On Wed, 15 May 2019 16:38:58 -0500, Sean Christopherson  
<sean.j.christopherson@xxxxxxxxx> wrote:

> On Wed, May 15, 2019 at 11:27:04AM -0700, Andy Lutomirski wrote:
> > 2) Just like any other DSO, there are potential issues with how
> > enclaves deal with writable vs executable memory.  This takes two
> > forms.  First, a task should probably require EXECMEM, EXECMOD, or
> > similar permission to run an enclave that can modify its own text.

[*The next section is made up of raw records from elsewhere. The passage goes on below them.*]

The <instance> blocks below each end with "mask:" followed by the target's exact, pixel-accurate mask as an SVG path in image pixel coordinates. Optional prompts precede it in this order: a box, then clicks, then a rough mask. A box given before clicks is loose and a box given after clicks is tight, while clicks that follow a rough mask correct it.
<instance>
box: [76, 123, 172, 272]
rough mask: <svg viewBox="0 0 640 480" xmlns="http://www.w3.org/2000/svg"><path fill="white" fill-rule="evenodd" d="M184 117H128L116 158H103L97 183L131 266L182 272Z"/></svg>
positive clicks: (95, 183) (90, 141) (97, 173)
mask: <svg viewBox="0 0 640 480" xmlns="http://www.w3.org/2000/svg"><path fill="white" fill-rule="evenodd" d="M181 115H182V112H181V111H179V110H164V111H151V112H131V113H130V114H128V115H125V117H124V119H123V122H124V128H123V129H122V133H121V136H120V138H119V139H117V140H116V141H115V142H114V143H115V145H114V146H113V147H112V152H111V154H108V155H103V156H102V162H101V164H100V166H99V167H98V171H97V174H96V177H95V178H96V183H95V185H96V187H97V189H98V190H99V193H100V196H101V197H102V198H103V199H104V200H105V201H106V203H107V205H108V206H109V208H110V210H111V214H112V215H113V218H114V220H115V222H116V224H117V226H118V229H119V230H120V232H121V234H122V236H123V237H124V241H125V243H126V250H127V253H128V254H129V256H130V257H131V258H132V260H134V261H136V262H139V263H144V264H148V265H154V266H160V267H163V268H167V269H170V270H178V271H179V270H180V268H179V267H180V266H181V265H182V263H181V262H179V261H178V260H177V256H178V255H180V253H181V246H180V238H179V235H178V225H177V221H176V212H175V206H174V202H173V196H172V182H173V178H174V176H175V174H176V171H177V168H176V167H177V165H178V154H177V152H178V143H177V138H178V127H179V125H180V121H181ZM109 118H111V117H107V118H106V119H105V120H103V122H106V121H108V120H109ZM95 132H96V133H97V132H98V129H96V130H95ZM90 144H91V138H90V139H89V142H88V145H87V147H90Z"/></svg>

> > Second, it would be nice if a task that did *not* have EXECMEM,
> > EXECMOD, or similar could still run the enclave if it had EXECUTE
> > permission on the file containing the enclave.
> >
> > Currently, this all works because DSOs are run by mmapping the file to
> > create multiple VMAs, some of which are executable, non-writable, and
> > non-CoWed, and some of which are writable but not executable.  With
> > SGX, there's only really one inode per enclave (the anon_inode that
> > comes form /dev/sgx/enclave), and it can only be sensibly mapped
> > MAP_SHARED.
>
> I was wrong when I said /dev/sgx/enclave creates and returns an anon
> inode.  I was thinking of the KVM model for creating VMs.  SGX creates
> an enclave when /dev/sgx/enclave is opened and associates the enclave
> with the newly opened /dev/sgx/enclave fd.
>
> Regardless, the fundamental problem remains, mmap() of EPC works on a
> single inode.

If I read code in file_map_prot_check() correctly, only when you request  
W+X at the same time that EXECMEM would be required for MAP_SHARED, right?
If so, I believe SGX enclaves would never need that.